Relationship of the Parties
LAMTC and Customer are independent contractors under this Order. Nothing contained in this Order is intended nor is to be construed so as to constitute the parties as partners or joint venturers with respect to the agreement hereunder.  Neither party hereto shall have any express or implied right or authority to assume or create any obligations on behalf of or in the name of the other party to any other contract, agreement, or undertaking with any third party.

Cumulative Remedies
LAMTC’ remedies herein are cumulative and in addition to any other or further remedies available to it at law or equity.

Waiver
LAMTC’ failure to enforce any right provided herein or to which it is entitled at law or equity will not constitute a waiver of that right or of any other rights to which it is entitled.

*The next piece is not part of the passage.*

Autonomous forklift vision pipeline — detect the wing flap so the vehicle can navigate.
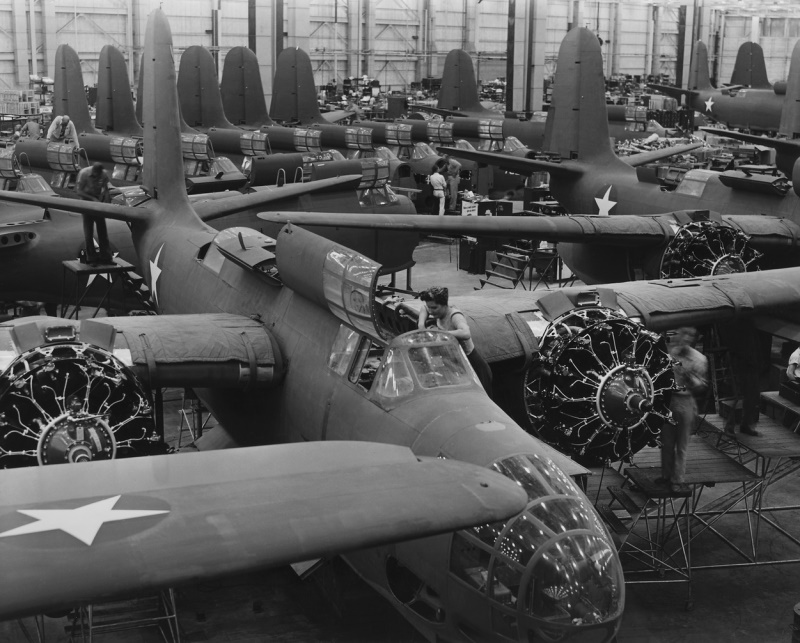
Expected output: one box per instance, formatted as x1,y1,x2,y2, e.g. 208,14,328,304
0,442,526,620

Entire Agreement; Modification; Waiver
These Terms contain the entire agreement of the parties regarding the subject matter hereof and supersede all prior quotes, orders, purchase orders, bills of lading, invoices, proposals, letters of intent, agreements, understandings, and negotiations regarding the same.  No modification of this Order or any order placed hereunder shall be effective without LAMTC’ written consent.  Except as otherwise provided herein, in no event shall this Order be deemed amendable or amended except by a writing specifically referencing this Order and signed by LAMTC and Customer.  Any waiver by LAMTC of strict compliance with any provision of this Order shall not be deemed a waiver of any of LAMTC’ rights, privileges, claims, or remedies hereunder (with respect to such provision or any other provision hereof), nor of LAMTC’ right to insist on strict compliance with respect to such provision thereafter.